Take Private Deals in 2022

A recent Weil going private survey showed that going private transactions reached a new high in 2022 by volume and value (up 51% from 2021), with over half of the targets in the technology/software space. The increase from 2021 slowed in the second half of the year due to macroeconomic conditions and uncertainty and the state of debt financing markets.

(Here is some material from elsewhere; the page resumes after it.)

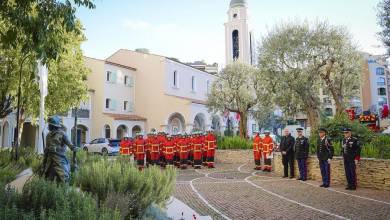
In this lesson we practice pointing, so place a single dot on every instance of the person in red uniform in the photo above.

The survey attributes this increase, in the face of an otherwise depressed M&A market to:

– the pressure on public company valuations and stock prices due to financial/political turmoil and market sell-off making public companies more attractive targets when fundamentals are strong; 

– companies who were quick to go public—maybe a little too quick during previous heights of the public markets and de-SPAC transactions—feeling strained by the burdens that accompany being publicly traded; and 

– boards realizing that market high valuations may have been inflated and that premiums to a current price, rather than record price, present an opportunity to maximize value.

The survey goes on to review some interesting developments in take private transactions in recent years, including the focus on interim operating covenants and consequences of breaches, complications for recently de-SPAC or IPO companies and the sharp uptick in the use of CVRs (contingent value rights) in 2022.

Speaking of CVRs, in Q4 2022, Nasdaq proposed to adopt Listing Rule 5732 to provide standards for listing Price-Based and Event-Based CVRs on the Nasdaq Global Market. The SEC recently solicited comments on an amended form of the listing rule and approved the proposed rule, as amended, on an accelerated basis.